MAUN: The government, charged with laying out regulations and legislation that governs the tourism industry, is now grappling with the finalisation of a commission report on the Okavango Development plan, according to its Maun office.
The report is expected to examine sustainability of tourism aspects of development at the Okavango, Maun and Ngamiland in respect of economic viability, benefits to the regional communities and upkeep of the delta which is probably the leading international attraction in the region alongside ‘the big five’ wildlife assets.
The government tourism officer believes that the Delta has come of age and that the next stage that requires urgent attention is the development of its peripheries. That will require, in addition to the physical attraction of the Delta, planned and sustainable exploitation of the cultural resources of the communities in and around the region.
“We have found that a good number of tourists come in self-contained packages so that they drive or fly straight to the Delta, spending very little time in the neighbouring vicinity,” said the District Tourism officer, Lesedi Ntshekisang. “We need to develop a product that will induce tourists to spend in Maun and other areas around the Okavango Delta.”
Ntshekisang believes that diversification of the tourism product would require the further development of one the least developed aspects of the region’s assets, among them the cultural heritage.
Asked what implications this would have for the preservation for the traditional and folk culture of the peoples of Ngamiland. Ntshekisang said, “The environment is changing any way.

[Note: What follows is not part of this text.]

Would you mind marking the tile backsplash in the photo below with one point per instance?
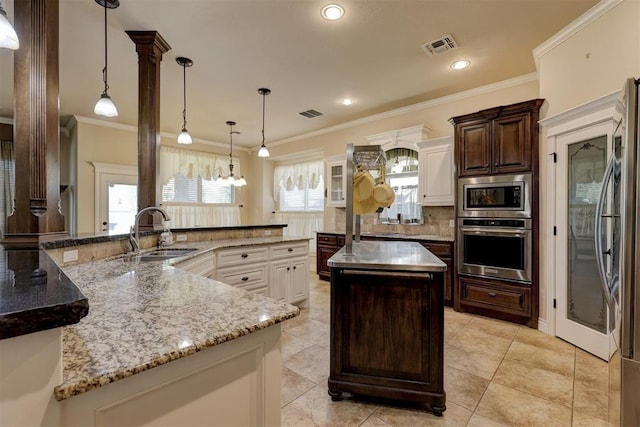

What we have to ensure is that the change is properly planned and managed.”
She further observed that change ‘could be a blessing or a curse depending on how it is managed.’ Development of the cultural heritage, she said, could result in better and more effective ways of preservation that is also mindful of conservation of the environment.
Some of the social ills that could arise from mismanaged development of tourism are adoption of ‘culturally inappropriate dress and deviant behaviours such as prostitution and crime, she said.
Ntshekisang noted that there will also be the inevitable changes and developments that are fostered by the international phenomenon of globalisation. ‘That is a stand alone factor that can hardly be prevented all over the world,” she asserted.
“We have to cultivate a broader view of tourism away from the traditional attitude that views tourism in a manner that is limited only to recognition of the Delta and an elephant, lion, buffalo, hippopotamus and the rhino. Education and interpretation are central to diversification of the tourism product for sustainability and maximisation of spending.”
“For example,” she continued, “development of the cultural tourism could also help to do away with the notion that tourism is only meant for foreigners because local communities will be attracted to local song, dance, poetry and other activities with which they are more familiar.”
Asked about the development of the basketry industry in the region once famous for its basketry and other forms of weaving, the tourism officer said that there appears to be a decline in that activity partly because the practitioners might not have access to the financial structures that would help them to get some of the implements that are required for their work.
She, however, observed that there might also be a problem with the marketing of the finished products and, in addition, the women who are skilled in this craft may also not be able to produce enough for the market. “You may find that it takes quiet a while to produce a single basket. And it also takes a while to find the materials that will be required to make it. As a result, the returns on the investment in labour and marketing may be very low.”